Compose for widgets, RemoteViews underneath

Calendula’s home-screen widgets are written in Jetpack Glance — the Compose-style API for widgets. You declare a GlanceAppWidget, write something that looks like a composable, and attach behaviour with familiar-feeling modifiers. It’s a genuine relief compared to hand-assembling widget layouts.

But Glance isn’t a new widget runtime. It’s a translation layer: your composition is compiled down to RemoteViews — a serialized description of a layout that another process (the launcher) inflates and renders. Your app isn’t running while the widget is on screen, and it never gets the touch events. Glance hides that, but it can’t repeal it. Three Calendula widget bugs in a row were really the same lesson: the RemoteViews constraints reach up through the Compose gloss and bite anyway.

There’s no click handler, only an action

In a real Compose UI you’d write Modifier.clickable { doThing() } and doThing runs in your process. In Glance you write GlanceModifier.clickable(actionStartActivity<…>()) — and that difference is the whole story. There’s no lambda that runs on tap, because there’s no code of yours running on the far side. Glance only lets you attach an actionactionStartActivity to launch something, actionRunCallback to fire a registered callback — and those compile down to the PendingIntents RemoteViews has always required. Taps don’t call a function; they launch something.

That reframes every “make X tappable” request. When the month widget’s arrows and header did nothing (#18), it wasn’t a broken handler — there was no handler to break, and no action wired to the view either, so the launcher had nothing to fire. The fix isn’t “handle the tap,” it’s “attach the action”: one that advances the month, one that opens the app in month view. Same shape in #20 — the agenda widget’s header should open your default view, again a missing action, not a bug in one.

And because every day cell needs to open its own date, each one carries its own action. Glance’s clickable makes that look like an ordinary per-item modifier, but underneath it’s still one addressed intent per cell — a month grid is a grid of them. An earlier round (#2) fixed exactly this: the month grid wasn’t interactive at all until each day was made to launch itself.
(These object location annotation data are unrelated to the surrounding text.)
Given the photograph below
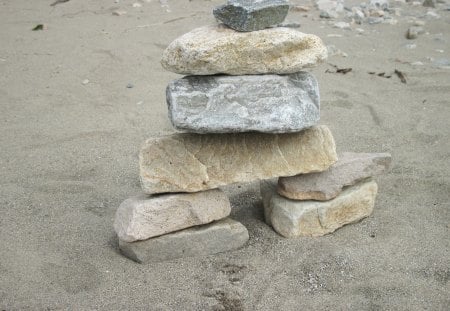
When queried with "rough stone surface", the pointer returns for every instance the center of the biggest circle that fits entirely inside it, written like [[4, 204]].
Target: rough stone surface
[[246, 15], [313, 218], [223, 104], [217, 49], [142, 217], [221, 236], [348, 170], [192, 162]]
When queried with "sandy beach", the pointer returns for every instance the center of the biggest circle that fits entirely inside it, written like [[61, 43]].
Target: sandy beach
[[78, 98]]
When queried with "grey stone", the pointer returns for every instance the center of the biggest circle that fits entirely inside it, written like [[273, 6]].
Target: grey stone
[[221, 236], [142, 217], [348, 170], [429, 3], [193, 162], [219, 49], [247, 15], [315, 218], [262, 103]]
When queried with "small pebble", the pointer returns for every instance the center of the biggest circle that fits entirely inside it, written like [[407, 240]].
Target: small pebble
[[429, 4], [413, 32]]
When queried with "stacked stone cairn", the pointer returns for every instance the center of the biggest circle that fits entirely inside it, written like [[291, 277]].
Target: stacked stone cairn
[[247, 112]]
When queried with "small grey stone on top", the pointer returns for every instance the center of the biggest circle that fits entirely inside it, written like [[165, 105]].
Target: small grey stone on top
[[220, 236], [348, 170], [246, 15], [262, 103]]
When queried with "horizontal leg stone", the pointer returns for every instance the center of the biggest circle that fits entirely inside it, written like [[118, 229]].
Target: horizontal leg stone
[[142, 217], [314, 218], [192, 162], [221, 236]]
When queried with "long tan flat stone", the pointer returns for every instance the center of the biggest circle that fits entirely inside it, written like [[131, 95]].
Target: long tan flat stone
[[142, 217], [218, 49], [316, 218], [192, 162]]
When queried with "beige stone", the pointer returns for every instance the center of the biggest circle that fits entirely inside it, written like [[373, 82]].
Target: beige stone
[[218, 49], [315, 218], [348, 170], [221, 236], [192, 162], [142, 217]]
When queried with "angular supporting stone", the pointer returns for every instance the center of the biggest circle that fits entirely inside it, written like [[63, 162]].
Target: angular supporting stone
[[313, 218], [245, 15], [192, 162], [348, 170], [142, 217], [217, 49], [262, 103], [221, 236]]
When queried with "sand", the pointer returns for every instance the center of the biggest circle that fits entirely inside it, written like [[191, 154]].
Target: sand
[[68, 158]]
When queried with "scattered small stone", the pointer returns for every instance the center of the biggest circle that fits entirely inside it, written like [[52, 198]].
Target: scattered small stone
[[334, 51], [330, 8], [433, 14], [119, 12], [350, 169], [142, 217], [341, 25], [316, 218], [443, 63], [192, 162], [242, 15], [413, 32], [262, 103], [217, 237], [217, 49]]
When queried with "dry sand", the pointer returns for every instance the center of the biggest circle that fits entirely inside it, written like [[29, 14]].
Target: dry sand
[[68, 158]]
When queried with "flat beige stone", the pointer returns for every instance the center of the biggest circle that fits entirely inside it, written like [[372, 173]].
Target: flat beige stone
[[142, 217], [192, 162], [315, 218], [348, 170], [218, 49], [221, 236]]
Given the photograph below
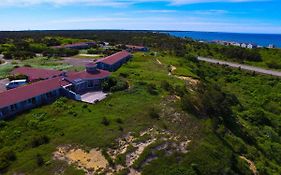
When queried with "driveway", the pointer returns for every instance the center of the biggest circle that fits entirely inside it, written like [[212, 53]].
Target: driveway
[[77, 61], [93, 97], [3, 83], [242, 66]]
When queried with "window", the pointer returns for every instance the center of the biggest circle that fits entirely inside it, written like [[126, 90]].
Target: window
[[50, 95], [13, 107], [32, 100], [90, 84]]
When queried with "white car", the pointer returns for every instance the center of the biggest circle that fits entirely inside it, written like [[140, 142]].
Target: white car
[[15, 83]]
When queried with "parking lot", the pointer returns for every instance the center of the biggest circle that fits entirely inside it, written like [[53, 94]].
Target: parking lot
[[93, 97], [3, 83]]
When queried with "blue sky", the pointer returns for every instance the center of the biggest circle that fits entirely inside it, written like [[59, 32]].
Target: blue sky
[[247, 16]]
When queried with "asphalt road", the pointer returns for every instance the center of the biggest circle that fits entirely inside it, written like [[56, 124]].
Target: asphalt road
[[242, 66], [3, 83]]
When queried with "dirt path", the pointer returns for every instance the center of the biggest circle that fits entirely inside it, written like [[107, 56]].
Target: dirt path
[[241, 66], [90, 162]]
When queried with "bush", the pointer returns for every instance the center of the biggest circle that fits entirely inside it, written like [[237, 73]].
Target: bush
[[39, 140], [39, 160], [166, 86], [151, 88], [120, 86], [105, 121], [6, 157], [153, 113], [119, 120]]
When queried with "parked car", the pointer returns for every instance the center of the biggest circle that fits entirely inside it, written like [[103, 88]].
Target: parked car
[[15, 83]]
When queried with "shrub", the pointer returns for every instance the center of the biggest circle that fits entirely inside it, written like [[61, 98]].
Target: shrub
[[39, 140], [166, 86], [119, 120], [120, 86], [153, 113], [39, 160], [151, 88], [105, 121], [6, 157]]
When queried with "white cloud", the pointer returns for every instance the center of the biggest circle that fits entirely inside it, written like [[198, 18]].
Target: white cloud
[[109, 2]]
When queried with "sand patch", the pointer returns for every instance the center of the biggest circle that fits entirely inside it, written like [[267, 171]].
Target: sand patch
[[90, 162]]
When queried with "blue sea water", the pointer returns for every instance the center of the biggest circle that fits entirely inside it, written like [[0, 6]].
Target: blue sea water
[[259, 39]]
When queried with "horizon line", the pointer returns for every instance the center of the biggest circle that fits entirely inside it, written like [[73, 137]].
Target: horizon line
[[151, 30]]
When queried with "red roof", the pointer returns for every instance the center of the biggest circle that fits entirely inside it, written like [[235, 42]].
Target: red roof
[[135, 47], [72, 45], [100, 74], [36, 74], [112, 59], [26, 92]]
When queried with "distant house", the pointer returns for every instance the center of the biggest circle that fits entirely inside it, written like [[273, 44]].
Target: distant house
[[271, 46], [113, 62], [70, 84], [236, 44], [251, 46], [133, 48], [244, 45]]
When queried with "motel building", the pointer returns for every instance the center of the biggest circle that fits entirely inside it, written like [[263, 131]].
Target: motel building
[[49, 85]]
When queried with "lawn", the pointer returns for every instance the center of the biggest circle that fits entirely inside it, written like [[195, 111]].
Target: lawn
[[211, 151], [76, 123]]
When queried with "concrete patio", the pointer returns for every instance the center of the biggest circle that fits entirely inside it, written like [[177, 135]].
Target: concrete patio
[[93, 97]]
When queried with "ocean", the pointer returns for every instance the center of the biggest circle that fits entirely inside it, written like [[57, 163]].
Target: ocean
[[259, 39]]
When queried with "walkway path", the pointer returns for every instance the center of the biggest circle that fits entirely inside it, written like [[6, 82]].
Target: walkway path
[[242, 66]]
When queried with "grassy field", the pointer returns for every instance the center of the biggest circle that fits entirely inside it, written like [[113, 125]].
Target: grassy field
[[210, 152]]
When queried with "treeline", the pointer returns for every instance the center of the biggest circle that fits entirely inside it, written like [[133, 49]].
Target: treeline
[[159, 41], [240, 53]]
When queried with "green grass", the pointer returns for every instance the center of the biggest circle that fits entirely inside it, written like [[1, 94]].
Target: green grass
[[211, 151], [5, 70], [71, 122]]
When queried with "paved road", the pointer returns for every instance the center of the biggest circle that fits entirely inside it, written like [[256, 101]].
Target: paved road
[[3, 83], [242, 66], [6, 61], [77, 61]]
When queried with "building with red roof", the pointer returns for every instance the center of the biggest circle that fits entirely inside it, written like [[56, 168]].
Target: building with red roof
[[133, 48], [54, 85], [114, 62], [82, 45]]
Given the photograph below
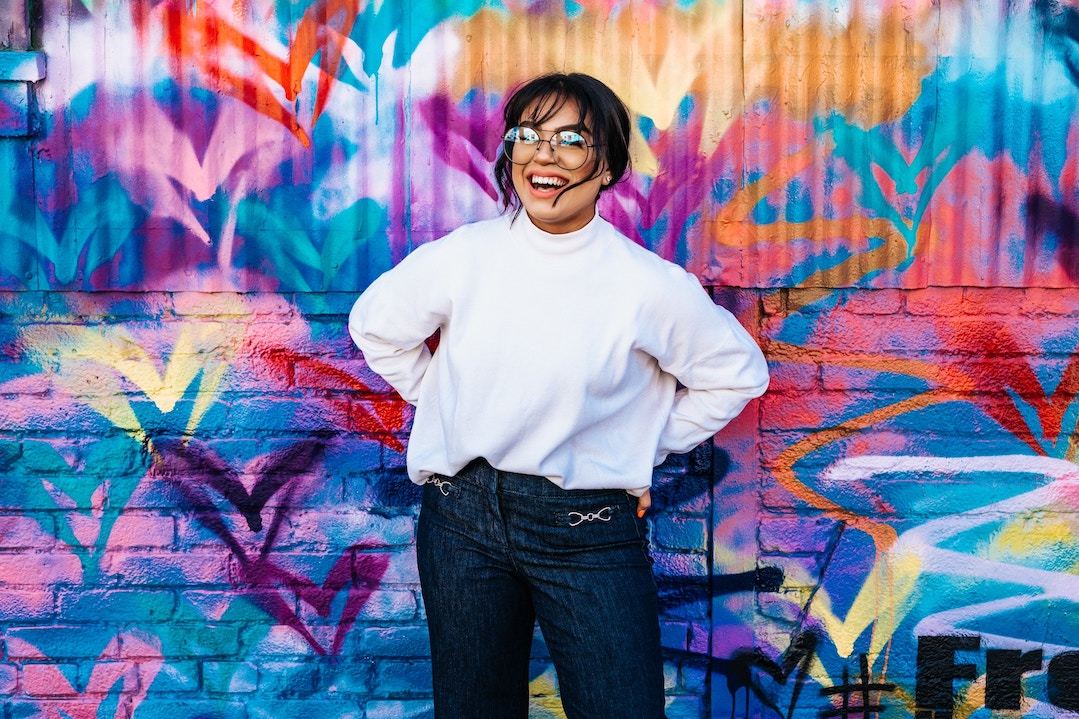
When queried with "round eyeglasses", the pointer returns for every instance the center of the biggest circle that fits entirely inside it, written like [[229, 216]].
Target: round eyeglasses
[[569, 148]]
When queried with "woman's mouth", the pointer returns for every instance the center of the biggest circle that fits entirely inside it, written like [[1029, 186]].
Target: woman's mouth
[[546, 186]]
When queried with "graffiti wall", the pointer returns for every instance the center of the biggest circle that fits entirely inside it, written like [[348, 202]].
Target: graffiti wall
[[203, 503]]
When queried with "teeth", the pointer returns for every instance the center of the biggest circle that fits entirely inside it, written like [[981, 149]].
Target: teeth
[[548, 181]]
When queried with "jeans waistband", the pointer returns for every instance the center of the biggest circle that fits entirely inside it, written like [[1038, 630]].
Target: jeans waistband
[[479, 472]]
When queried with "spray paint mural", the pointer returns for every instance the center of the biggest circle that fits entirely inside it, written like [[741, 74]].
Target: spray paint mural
[[203, 509]]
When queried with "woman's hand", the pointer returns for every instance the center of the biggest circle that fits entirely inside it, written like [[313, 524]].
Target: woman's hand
[[643, 502]]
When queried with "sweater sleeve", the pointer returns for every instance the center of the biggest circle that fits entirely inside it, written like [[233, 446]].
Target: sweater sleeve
[[712, 355], [395, 315]]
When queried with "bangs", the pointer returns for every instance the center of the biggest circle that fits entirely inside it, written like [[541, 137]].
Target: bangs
[[545, 106], [600, 113]]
The far side has to be told what “back” means

Because a tap launches an intent rather than navigating, the app has to reconstruct context on arrival. Tapping a day in the agenda widget and tapping a day in the month widget both open a day — but where should Back take you? The widget knows; the freshly-started activity does not, unless the action says so.

So actionStartActivity carries not just “open this day” but “you came from the agenda context,” and the app rebuilds a back stack from that: day → agenda → your default view, or day → month → default. It looks like normal navigation to the user. Under the hood it’s the app trusting a breadcrumb the widget packed into the launch, because a widget can’t hand over a live navigation state — Glance composition or not, all it can serialize is data.

“Upcoming” has to actually mean upcoming

The last one wasn’t about interaction. The agenda widget is titled Upcoming, yet it listed every event of the day, finished ones included (#12). In a normal Compose list you’d just filter as the list recomposes. A widget can’t — what the launcher renders is baked in when the composition is snapshotted to RemoteViews, not recomputed as you scroll. So “don’t show past events” becomes a property of the data you build before Glance serializes it, exposed as a PastEventDisplay preference: hide finished events outright, or dim them in place for people who still want them visible.

The lesson

Glance is a real improvement — declaring widgets in Compose beats the old ceremony. But it’s a nicer handle on the same box. There’s still no process of yours, still no live view tree, still only data you snapshot and actions you pre-address, rendered by someone else. Once I stopped thinking “how do I handle this tap” and started thinking “what action should this fire, and what does the far side need to know,” the three bugs stopped looking separate. A widget can’t do anything. It can only describe what should happen — and Compose syntax doesn’t change that, it just makes the describing pleasant.